Blindness no barrier to employment for Osborne Park woman

Katalina Lavaka of Osborne Park.
Katalina Lavaka of Osborne Park.

OSBORNE Park woman Katalina Lavaka says vision impairment should not be a barrier to employment

The 26-year-old, who is legally blind, started an administration traineeship with MercyCare last year and now works part-time at its Mirrabooka office.

Ms Lavaka said she was thrilled someone had given her a chance, after spending many years seeking employment.

“If I can give employers any advice, I encourage them to give people with a disability an opportunity to show what they are capable of, because we are capable of the same things as anybody else, we just have to do it a little differently,” she said.

“For example, at MercyCare, we have had to make small changes to my workstation like putting strips of Velcro on my keyboard to assist in typing and using specialised software to help me read the screen.”

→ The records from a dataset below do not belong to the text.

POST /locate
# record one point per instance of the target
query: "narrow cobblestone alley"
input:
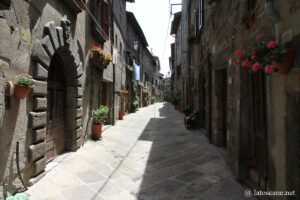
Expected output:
(147, 156)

She previously worked in an administration role until four years ago, when she began to lose her sight and was diagnosed with retinitis pigmentosa.

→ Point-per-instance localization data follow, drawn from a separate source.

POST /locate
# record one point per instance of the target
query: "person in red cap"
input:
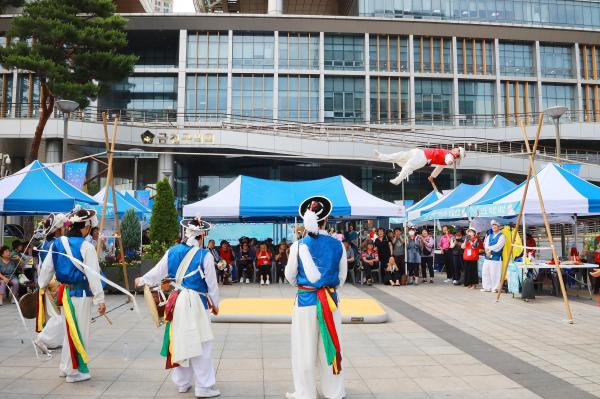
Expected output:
(417, 158)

Ms Lavaka had to give up her position and spent the next three years applying for several jobs a day.

“The constant rejection from employers was so hard to deal with that eventually I hit rock bottom,” she said.

“I felt that employers just could not look past my disability to see what value I could add to their organisations.”

She sought advice from a disability services provider and finally landed the traineeship.

MercyCare acting chief executive David Holden said Ms Lavaka was a valued member of the team and praised her professional approach and willingness to contribute.

He said the organisation found employees with disabilities were highly motivated, had comparable productivity and generally longer tenure than those without a disability.